The lines through $O$ parallel to $AC$ and $BC$ intersect the hyperbola at $D$ and $E$.
Then the area of the sector $AOB$ is twice the area of the sector $DOE$.
Can we deduce the hyperbola case from the circle case through some geometric transformation?
By applying a suitable affine transformation we can assume that the hyperbola is given by $xy=1$ and $C=(-1,-1)$. Let $F=(1,1)$. It is enough to prove that the area of sector $FOB$ equals twice the area of sector $FOE$. (We prove in a similar way that the area of $AOF$ equals twice the area of sector $DOF$, from which the result follows.)
Let $E=(s,\frac 1s)$. As shown here, the area of sector $FOE$ equals $\ln s$. Similarly, if $B=(t,\frac 1t)$ then the area of sector $FOB$ equals $\ln t$. We have to prove that $\ln t = 2\ln s$, which is equivalent to $t=s^2$.

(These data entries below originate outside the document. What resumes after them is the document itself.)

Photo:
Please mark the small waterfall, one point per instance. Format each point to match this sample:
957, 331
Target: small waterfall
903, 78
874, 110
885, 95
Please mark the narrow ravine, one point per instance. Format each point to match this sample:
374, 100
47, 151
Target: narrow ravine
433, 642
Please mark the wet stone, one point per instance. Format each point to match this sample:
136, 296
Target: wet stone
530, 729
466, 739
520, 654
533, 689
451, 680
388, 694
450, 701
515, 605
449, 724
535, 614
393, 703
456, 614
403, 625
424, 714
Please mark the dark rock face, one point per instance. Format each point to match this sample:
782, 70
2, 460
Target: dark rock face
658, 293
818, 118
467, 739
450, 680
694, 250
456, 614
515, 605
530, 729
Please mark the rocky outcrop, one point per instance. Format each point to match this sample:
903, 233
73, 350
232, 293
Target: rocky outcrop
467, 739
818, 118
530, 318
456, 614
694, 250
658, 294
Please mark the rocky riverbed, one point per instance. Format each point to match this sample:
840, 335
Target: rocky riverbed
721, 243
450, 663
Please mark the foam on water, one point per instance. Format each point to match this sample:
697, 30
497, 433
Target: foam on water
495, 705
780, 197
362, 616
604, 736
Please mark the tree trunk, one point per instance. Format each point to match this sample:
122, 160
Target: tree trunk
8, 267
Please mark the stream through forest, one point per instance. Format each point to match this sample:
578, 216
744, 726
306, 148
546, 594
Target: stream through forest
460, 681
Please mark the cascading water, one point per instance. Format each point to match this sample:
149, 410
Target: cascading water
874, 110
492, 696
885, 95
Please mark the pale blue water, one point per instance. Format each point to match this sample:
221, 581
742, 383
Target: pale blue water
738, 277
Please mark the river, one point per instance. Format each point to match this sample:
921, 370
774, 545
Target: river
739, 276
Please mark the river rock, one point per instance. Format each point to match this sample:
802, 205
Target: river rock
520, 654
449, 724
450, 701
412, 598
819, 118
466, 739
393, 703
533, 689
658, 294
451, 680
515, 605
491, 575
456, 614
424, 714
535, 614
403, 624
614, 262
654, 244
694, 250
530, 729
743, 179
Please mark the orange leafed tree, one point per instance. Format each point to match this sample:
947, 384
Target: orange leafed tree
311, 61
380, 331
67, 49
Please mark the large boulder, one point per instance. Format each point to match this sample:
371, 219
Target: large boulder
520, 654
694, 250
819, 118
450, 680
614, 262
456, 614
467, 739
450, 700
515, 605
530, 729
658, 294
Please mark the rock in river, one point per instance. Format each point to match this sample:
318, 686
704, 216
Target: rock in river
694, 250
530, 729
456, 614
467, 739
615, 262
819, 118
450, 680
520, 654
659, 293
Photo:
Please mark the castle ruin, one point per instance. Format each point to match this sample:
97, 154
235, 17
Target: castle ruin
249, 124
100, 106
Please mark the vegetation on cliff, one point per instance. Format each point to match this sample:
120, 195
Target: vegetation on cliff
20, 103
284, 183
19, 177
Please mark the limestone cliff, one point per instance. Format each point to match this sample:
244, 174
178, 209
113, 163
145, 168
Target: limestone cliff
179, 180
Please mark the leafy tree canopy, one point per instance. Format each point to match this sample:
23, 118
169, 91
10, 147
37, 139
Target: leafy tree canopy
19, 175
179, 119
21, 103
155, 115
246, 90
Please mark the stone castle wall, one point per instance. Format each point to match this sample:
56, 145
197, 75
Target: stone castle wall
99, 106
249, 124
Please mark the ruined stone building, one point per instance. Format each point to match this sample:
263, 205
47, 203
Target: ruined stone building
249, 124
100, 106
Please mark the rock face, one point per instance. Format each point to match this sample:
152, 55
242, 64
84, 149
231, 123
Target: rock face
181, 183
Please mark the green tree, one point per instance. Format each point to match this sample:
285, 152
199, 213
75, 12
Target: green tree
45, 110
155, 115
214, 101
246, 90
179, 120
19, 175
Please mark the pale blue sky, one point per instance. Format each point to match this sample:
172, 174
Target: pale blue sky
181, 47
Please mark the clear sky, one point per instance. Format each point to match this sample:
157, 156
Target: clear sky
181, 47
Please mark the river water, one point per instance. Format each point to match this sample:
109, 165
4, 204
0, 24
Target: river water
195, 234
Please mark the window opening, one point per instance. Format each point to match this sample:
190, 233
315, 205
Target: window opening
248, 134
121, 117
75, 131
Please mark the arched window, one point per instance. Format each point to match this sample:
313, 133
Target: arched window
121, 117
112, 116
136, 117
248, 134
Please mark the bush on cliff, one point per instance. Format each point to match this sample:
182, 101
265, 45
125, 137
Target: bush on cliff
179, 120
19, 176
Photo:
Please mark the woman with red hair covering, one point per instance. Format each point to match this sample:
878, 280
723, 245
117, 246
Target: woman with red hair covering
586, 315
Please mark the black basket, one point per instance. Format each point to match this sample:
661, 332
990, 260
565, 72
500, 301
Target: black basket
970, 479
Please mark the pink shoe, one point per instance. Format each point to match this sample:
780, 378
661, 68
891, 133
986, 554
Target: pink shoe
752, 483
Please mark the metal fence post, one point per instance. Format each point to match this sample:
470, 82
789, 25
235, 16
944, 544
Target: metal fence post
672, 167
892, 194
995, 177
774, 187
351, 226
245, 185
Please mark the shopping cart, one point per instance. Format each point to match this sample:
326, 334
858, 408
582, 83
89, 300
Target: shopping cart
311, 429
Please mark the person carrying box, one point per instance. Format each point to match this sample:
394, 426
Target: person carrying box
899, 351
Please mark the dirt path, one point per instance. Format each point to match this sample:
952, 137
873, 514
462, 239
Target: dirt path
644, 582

Note that the line $OE$ has equation $y=\frac{1}{s^2}x$. By assumption, the line $BC$ is parallel to $OE$, hence $BC$ has equation $y=\frac{1}{s^2}x+u$ for some $u$. Since $C=(-1,-1)$, we have $-1=\frac{1}{s^2}\cdot(-1)+u$, hence $u=-1+\frac{1}{s^2}$. We have $\frac 1t = \frac{1}{s^2}t-1+\frac{1}{s^2}$. This is a quadratic equation in $t$ with roots $-1$ and $s^2$. Since $B\neq C$, we have $t\neq -1$, hence $t=s^2$ and we are done.